Praluent is a biologic that requires refrigeration (2°C to 8°C) until use and is administered by subcutaneous injection using a prefilled pen. While it is available at retail specialty pharmacies, many insurers require dispensing through their preferred specialty pharmacy network (CVS Specialty, Optum Specialty, Accredo, or similar). This restriction can add processing time, and patients must coordinate with a specialty pharmacy's shipping schedule rather than walking into a local store. Praluent pens can be kept at room temperature (up to 25°C) for a maximum of 30 days, which gives patients some flexibility after receipt but still imposes handling requirements that oral tablets do not.

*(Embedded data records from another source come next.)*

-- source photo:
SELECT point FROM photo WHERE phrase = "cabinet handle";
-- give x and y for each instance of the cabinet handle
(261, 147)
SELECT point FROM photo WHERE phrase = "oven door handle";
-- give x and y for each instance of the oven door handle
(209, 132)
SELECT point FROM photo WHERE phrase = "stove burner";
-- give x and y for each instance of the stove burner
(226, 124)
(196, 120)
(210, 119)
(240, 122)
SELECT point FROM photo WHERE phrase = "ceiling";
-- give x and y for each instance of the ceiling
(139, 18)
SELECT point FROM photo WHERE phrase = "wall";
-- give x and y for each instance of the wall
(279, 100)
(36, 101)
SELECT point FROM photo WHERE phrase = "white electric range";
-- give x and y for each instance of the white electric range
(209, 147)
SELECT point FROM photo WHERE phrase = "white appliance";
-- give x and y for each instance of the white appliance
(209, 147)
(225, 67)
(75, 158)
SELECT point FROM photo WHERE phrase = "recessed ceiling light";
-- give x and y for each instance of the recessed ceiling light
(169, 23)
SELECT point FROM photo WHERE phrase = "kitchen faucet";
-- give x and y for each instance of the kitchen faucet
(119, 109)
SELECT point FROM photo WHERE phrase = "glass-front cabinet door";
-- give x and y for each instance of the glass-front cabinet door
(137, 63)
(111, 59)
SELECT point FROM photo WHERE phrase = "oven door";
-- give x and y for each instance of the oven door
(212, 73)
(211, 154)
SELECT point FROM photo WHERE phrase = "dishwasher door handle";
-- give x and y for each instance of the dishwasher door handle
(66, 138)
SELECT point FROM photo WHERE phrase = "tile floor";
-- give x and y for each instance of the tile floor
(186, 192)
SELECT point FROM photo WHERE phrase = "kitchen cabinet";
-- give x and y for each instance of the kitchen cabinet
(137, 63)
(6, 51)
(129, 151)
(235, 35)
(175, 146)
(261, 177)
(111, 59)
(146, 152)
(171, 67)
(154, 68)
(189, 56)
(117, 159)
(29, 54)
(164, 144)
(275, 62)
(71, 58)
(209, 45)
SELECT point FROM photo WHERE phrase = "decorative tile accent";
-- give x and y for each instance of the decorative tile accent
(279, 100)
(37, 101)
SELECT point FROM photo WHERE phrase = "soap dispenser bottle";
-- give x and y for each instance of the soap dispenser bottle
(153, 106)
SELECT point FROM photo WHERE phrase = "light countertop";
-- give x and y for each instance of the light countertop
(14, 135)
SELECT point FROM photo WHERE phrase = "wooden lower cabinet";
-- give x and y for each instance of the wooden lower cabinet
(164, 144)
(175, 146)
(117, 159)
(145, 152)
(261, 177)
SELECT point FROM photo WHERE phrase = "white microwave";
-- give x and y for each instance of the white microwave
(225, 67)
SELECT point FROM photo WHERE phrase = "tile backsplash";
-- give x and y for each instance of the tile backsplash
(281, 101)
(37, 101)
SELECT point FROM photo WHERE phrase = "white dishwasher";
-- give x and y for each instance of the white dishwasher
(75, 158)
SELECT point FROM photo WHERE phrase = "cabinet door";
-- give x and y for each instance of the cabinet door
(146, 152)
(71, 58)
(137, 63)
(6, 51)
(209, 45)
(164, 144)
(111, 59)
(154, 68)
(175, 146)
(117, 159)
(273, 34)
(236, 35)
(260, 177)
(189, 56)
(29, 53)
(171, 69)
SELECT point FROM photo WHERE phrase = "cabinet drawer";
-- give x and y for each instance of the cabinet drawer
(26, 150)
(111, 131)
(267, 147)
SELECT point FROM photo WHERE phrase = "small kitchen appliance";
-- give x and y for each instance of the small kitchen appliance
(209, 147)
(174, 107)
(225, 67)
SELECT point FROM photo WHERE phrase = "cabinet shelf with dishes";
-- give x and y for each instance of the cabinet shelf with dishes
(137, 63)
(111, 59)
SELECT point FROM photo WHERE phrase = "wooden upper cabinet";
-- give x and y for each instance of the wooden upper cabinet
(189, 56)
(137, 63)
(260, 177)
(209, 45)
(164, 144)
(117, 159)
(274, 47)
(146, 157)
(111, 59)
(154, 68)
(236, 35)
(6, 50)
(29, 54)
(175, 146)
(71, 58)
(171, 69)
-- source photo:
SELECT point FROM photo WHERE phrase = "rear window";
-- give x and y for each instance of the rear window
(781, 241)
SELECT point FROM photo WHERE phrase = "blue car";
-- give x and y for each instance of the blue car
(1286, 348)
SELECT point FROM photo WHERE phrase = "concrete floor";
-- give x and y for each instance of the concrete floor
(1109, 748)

Mail-order and 90-day supply options exist for both drugs. For losartan, 90-day mail-order pricing through insurance is typically $0 to $12. For Praluent, 90-day specialty mail-order pricing depends heavily on the patient's plan design and copay card eligibility.

Who Gets Praluent, Who Gets Losartan, and Who Gets Both

The prescribing populations for these drugs overlap in demographics but diverge in indications.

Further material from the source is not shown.